Among the issues that seems to be weighing on the smaller company stock are concerns relating to the reduced information the EGCs supply with the registration statements. The Journal article quotes one commentator as saying that “less information and less transparency are ultimately negative.” The article cites specific concerns about the smaller companies’ executive compensation disclosures. Another risk for investors is that ‘economic growth and low interest rates have fueled the stock market, potentially masking the true effects of the JOBS Act.” It could be, according to Lynn Turner, the SEC’s former Chief Accountant, years before it is clear if the JOBS Act’s exemptions were worth it.
I don’t know whether or not there actually is a “JOBS Act effect” or whether EGCs will in fact “start to fizzle.” There is no doubt that all companies, including EGC IPO companies, are enjoying the current benign market conditions, and there is no doubt that if, say, the Fed starts to raise interest rates, the market conditions could change for EGC IPOs along with everybody else.

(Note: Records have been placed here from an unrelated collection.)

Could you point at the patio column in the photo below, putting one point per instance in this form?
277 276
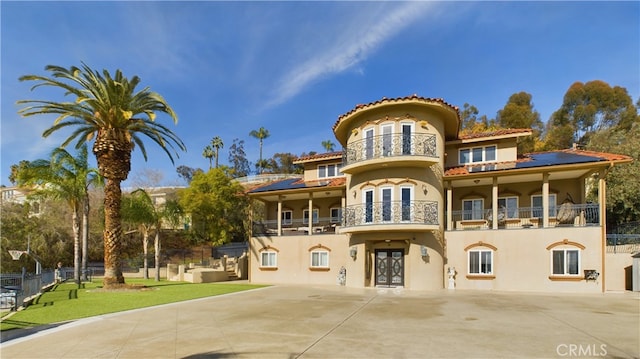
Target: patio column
494 203
545 200
602 201
310 224
449 206
279 215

But whether or not there is a JOBS Act effect, the one thing I know is that as the numbers of IPOs increases, the number of IPO-related lawsuits has also increased, as I documented in a recent post (here). When any IPO company has a stumble or hits an obstacle, the company’s share price tends to decline sharply. When that happens, a securities class action lawsuit often follows. It will be interesting to watch as the numbers of EGC IPO companies accumulates whether any lawsuits reference disclosure issues relating to the JOBS Act provisions. Another factor that will be interesting to watch is the extent to which the foreign issuer IPOs are drawn into IPO-related litigation.
In any event, given the typical post-offering lag between the IPO launch date and the usual timing of post-IPO litigation, it seems likely that as the numbers of IPOs have continued to grow during 2014, we will continue to see IPO-related litigation continue to accumulate at least into 2015.